B. Procedures - Collection

When the SMI premium exceeds the amount of the benefit, the PSC must process these cases. (See SM 00850.475.) The PSC should take the following actions:

  1. The monthly benefit (before rounding down) is applied toward the premium owed by placing benefits in suspense. An estimate is made of the monthly benefit due for the balance of the year; the amount of the SMI premiums owed for the balance of the year will be known at this time so that the entire premium liability can be calculated. The amount of premiums collectible by direct remittance is the difference between the benefits payable and the premium liability.

  2. Send a letter to the beneficiary explaining the reason why his/her benefits are suspended, an explanation of the estimated amount of benefits and premiums due for the year, and requesting the balance of premiums by direct remittance. A premium billing notice (CMS-500) is prepared and enclosed with the letter.

  3. The case is diaried for the end of the year. No action is taken to terminate SMI or to follow up on the premium bill during this time. When the diary matures, the claim folder is examined. The actual benefits due for the year are then known (an increase may have occurred during the year).

    (NOTE: The direct billing system (DBS) will accrue and maintain the premium liability but the system will not automatically bill the beneficiary.)

    1. If the premium bill sent out the previous year has been paid in full, any balance of monthly benefits payable due to an increase in benefit rates will be added to the benefits estimated to be due for the new year. The individual will again be billed for the balance of the new year's premiums with an explanation sent of how the amount was calculated. The case is again diaried for the end of the new year.

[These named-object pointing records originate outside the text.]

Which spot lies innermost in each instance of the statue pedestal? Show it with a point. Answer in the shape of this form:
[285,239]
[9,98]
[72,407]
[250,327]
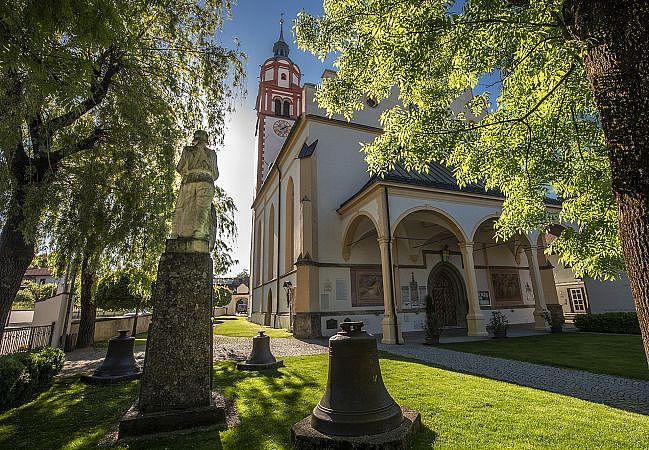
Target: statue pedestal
[175,389]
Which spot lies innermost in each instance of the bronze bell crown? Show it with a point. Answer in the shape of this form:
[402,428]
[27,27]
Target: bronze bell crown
[119,361]
[355,402]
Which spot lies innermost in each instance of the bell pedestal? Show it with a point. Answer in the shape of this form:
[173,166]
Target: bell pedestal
[175,387]
[356,410]
[119,363]
[261,357]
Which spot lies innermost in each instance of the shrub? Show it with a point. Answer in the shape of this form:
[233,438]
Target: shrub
[618,323]
[24,374]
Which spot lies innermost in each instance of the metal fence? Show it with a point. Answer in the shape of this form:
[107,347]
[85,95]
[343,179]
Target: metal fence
[25,338]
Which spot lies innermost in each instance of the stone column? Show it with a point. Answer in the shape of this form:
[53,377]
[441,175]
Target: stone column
[475,318]
[390,325]
[537,288]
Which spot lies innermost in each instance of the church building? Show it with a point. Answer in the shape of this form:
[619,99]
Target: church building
[332,243]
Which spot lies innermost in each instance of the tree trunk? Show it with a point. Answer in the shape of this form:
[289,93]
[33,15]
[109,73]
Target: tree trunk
[137,313]
[15,256]
[86,335]
[617,66]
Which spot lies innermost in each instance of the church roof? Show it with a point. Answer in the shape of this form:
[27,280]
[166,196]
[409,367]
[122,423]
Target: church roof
[280,48]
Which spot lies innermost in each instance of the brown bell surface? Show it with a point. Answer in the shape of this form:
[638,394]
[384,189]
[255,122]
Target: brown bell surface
[355,402]
[119,361]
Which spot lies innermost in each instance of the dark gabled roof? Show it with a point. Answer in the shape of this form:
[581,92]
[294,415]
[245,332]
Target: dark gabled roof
[438,175]
[307,150]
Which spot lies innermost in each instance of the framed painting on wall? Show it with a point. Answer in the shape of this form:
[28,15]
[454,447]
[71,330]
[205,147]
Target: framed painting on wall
[367,286]
[506,287]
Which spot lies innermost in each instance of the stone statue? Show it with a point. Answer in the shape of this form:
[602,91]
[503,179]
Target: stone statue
[195,216]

    2. If the premium bill for the previous year has not been paid in full, the amount of any benefit increase due will be used to reduce the premium arrearage owed. In any case, if the premium arrearage is less than the equivalent of 3 months premiums at the rate in effect when the record is examined, the action steps 1., 2., and 3. will be repeated. In addition, an explanation will be given if there was an increased benefit amount used to offset, in part or in full the prior year's premium arrearage. That amount must be included in the new bill and the notice will tell the beneficiary that the arrearage is still due along with the new year's premiums.

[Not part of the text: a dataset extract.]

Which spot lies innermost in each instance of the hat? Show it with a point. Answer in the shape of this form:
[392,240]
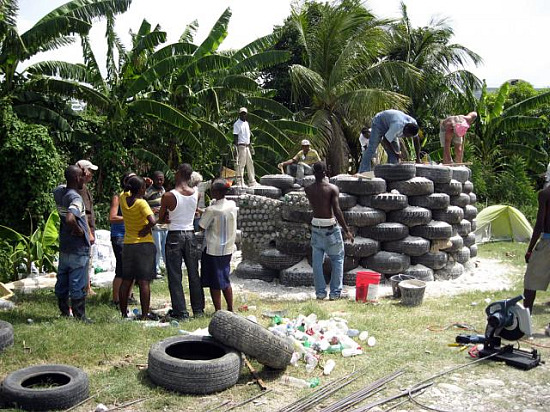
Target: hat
[86,164]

    3. If the premium remittance was not paid in full and the amount owed for the prior months (after recalculation of the exact amount of benefits with any benefits owed applied toward the arrearage) equals or exceeds 3 months premiums at the rate in effect when the record is examined, a bill is sent. A letter is included with the bill warning that if the remittance due for the prior year is not received by the end of the third month after the month of the notice, SMI entitlement will end at that point.

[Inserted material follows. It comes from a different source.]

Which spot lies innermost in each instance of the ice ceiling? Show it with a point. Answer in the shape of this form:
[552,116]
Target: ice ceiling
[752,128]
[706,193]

C. Procedure - Termination of coverage for nonpayment of premiums

As indicated in HI 01001.041B.3.c., coverage is subject to termination if the equivalent of 3 months premiums is owed at the time the record is examined. In cases where the monthly benefit amount is close to the amount of the premium, the premium arrearage may accumulate for months before the amount owed equals 3 months premiums. For example, if the premium amount billed for a year (the difference between the benefit due and total amount of the premiums) were $10.00, it would be over a year before the individual would owe the equivalent of 3 months premiums. If coverage must be terminated because the arrearage is excessive, future monthly benefit checks will be used to recover the amount of the premium owed through the last month of coverage.